When it comes to electric guitars or electro-acoustic instruments, Socklo buys the pickups, “preferably European ones,” as it would be too onerous to make them in his workshop.
– Jupiter & Pepe –
In all, Socklo believes he has “made and sold more than 10,000 guitars,” but the estimate is on the high side, since he also says that he turns out between two and three guitars a week. Moreover, some special orders require work that takes more time.
But one thing is certain. At prices varying from $35 (30 euros) and $50 (43 euros) for an acoustic guitar or bass and rising to between $150 and $200 for an electric or electro-acoustic guitar, Socklo’s instruments are affordable even in the dire poverty that is the daily lot of most of the 10 million residents in Kinshasa.
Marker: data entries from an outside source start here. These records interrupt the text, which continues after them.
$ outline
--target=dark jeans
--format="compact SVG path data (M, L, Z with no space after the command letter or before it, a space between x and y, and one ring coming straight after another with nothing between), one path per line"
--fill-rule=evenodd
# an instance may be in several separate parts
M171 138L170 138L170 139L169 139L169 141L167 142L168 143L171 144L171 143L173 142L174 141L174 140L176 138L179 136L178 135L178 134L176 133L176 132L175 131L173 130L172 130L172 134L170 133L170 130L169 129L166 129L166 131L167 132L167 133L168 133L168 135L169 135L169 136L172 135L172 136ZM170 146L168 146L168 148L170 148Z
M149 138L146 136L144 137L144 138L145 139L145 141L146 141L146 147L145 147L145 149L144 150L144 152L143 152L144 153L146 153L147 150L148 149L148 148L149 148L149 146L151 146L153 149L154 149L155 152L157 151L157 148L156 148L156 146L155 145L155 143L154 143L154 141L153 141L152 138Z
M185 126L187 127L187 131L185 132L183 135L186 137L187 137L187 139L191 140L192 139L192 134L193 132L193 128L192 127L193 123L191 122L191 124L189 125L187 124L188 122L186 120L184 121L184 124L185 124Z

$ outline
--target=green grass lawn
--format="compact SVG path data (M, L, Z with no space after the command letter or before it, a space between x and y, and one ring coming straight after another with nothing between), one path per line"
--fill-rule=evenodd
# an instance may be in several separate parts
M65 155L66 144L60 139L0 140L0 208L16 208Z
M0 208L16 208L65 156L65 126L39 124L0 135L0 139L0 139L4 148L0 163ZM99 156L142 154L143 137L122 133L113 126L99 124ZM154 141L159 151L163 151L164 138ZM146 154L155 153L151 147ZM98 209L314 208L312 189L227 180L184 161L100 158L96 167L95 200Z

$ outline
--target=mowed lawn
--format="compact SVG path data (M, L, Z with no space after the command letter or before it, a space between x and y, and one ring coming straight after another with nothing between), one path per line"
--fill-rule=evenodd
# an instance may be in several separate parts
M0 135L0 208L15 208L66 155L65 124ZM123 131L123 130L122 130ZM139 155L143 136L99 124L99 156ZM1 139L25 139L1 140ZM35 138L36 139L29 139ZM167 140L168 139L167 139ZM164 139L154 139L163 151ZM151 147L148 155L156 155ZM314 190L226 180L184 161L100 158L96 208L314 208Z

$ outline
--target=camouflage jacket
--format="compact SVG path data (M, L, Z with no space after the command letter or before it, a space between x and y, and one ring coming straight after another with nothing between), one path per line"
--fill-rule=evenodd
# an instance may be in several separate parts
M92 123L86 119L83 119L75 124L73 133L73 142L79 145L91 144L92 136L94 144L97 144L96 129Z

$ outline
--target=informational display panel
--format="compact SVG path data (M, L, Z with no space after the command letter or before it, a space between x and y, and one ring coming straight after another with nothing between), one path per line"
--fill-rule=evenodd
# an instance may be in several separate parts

Countless musicians in Democratic Republic of Congo, including Jupiter Bokondji (Okwess International) and Pepe Felly Manuaku, have used guitars made by Socklo or his rival across town, Almaz.
In Europe, his reputation has been spread by the likes of Belgian jazz guitarist Philip Catherine. His visitors’ book in Kinshasa testifies to a list of clients hailing from Britain, France, the United States and Venezuela.
With orders piling up, Socklo has little time left to play music himself. “I used to play the guitar and I made people dance,” he says cheerfully, “but today it’s my guitars that lead the dance.”